Someday, there are going to be lots of people who end their lives with money in the bank—but a deficit of real wealth.
Balance in our lives is important, but it doesn’t happen without some intentional effort. So what can you do?
1) Take a good look at how you spend your time and see how you can make changes. Yes, it’s important to pay the bills, but it’s also vital to spend time with your loved ones.
2) Make a list of what’s necessary time-wise and what’s expendable.
3) Make a bucket list of what you’d like to do with your children before they’re grown and leave home. Make a list of moments you’d like to enjoy with your spouse, parents or other loved ones.

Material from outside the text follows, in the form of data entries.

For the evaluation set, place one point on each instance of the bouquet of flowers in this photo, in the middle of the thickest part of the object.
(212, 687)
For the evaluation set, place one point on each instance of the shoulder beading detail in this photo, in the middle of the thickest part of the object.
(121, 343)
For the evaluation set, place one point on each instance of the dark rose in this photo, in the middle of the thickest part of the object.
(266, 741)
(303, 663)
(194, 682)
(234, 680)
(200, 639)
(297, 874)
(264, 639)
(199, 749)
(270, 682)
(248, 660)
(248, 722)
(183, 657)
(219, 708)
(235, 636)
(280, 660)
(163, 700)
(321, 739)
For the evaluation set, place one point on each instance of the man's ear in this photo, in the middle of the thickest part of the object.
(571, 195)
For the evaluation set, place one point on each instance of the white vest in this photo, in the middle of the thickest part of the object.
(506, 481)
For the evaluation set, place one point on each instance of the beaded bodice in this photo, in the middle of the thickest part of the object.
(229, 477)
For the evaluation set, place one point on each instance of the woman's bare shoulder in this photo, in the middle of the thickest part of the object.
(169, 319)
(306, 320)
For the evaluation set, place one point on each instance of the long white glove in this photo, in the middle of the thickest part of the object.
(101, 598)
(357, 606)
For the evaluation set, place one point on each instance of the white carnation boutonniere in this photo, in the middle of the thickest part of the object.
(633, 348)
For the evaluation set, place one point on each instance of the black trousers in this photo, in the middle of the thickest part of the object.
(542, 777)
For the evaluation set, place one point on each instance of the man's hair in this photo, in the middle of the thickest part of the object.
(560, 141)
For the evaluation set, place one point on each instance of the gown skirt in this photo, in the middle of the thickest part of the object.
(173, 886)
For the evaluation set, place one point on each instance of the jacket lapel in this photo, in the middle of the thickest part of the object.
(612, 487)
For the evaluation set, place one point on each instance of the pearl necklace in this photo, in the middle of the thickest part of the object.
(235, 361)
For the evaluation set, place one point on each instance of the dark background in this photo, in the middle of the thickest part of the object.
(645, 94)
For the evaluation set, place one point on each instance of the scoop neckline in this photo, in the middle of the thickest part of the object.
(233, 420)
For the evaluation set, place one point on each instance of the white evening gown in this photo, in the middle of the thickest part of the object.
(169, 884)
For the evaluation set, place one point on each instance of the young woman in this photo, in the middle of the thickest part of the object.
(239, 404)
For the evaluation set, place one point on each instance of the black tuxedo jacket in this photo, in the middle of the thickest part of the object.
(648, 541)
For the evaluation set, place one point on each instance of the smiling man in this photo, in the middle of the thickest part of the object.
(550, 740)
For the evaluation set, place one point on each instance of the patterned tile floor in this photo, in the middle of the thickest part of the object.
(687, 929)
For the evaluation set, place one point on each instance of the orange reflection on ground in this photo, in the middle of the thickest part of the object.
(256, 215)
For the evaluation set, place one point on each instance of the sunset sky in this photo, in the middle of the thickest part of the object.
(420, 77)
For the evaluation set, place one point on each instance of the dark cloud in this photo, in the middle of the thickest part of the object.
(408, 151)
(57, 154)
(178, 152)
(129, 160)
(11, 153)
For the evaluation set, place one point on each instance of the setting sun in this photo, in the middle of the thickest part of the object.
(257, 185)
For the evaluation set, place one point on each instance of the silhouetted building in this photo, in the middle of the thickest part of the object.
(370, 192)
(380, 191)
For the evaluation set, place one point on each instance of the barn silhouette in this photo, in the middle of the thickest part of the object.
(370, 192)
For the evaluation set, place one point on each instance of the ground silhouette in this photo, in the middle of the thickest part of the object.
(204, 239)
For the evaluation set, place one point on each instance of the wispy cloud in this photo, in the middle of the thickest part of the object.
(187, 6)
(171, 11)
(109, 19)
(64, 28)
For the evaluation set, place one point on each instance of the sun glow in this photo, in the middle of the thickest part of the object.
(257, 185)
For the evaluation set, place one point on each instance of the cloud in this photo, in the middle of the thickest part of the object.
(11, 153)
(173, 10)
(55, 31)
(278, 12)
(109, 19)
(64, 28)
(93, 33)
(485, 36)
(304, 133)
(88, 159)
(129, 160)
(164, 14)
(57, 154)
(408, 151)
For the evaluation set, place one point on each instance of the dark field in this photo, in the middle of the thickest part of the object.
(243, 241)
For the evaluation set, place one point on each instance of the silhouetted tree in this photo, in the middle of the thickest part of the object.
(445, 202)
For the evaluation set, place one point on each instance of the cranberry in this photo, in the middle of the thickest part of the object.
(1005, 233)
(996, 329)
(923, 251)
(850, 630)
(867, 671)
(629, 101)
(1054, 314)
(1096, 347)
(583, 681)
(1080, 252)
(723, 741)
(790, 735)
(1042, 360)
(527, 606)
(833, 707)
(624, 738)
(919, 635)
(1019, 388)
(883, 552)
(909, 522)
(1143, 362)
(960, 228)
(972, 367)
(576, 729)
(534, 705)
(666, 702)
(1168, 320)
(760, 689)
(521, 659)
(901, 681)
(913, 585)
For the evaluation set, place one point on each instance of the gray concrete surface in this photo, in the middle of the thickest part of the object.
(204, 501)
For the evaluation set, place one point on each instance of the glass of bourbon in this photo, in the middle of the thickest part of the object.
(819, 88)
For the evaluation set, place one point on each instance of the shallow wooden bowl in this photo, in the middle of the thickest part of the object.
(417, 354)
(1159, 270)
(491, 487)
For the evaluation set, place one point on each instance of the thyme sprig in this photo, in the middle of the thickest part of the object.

4) Make appointments to do those things. Yes, put them on your calendar and treat those items with just as much respect as you do your doctor or dentist.
5) Pray and ask God for help. Ask Him to show you the blessings in your life in a fresh new way.
6) Each season reassess your efforts to make sure you’re staying on target.
7) Find an accountability partner who will remind you when your life is getting out of balance.
8) Enjoy life. Make some memories. Take lots of photos—and make sure you are in those photos with your loved ones.
Someday, you’ll be able to look back at a life filled with sweet memories instead of regrets. You’ll be truly wealthy because you’ve taken time to enjoy God’s priceless gifts.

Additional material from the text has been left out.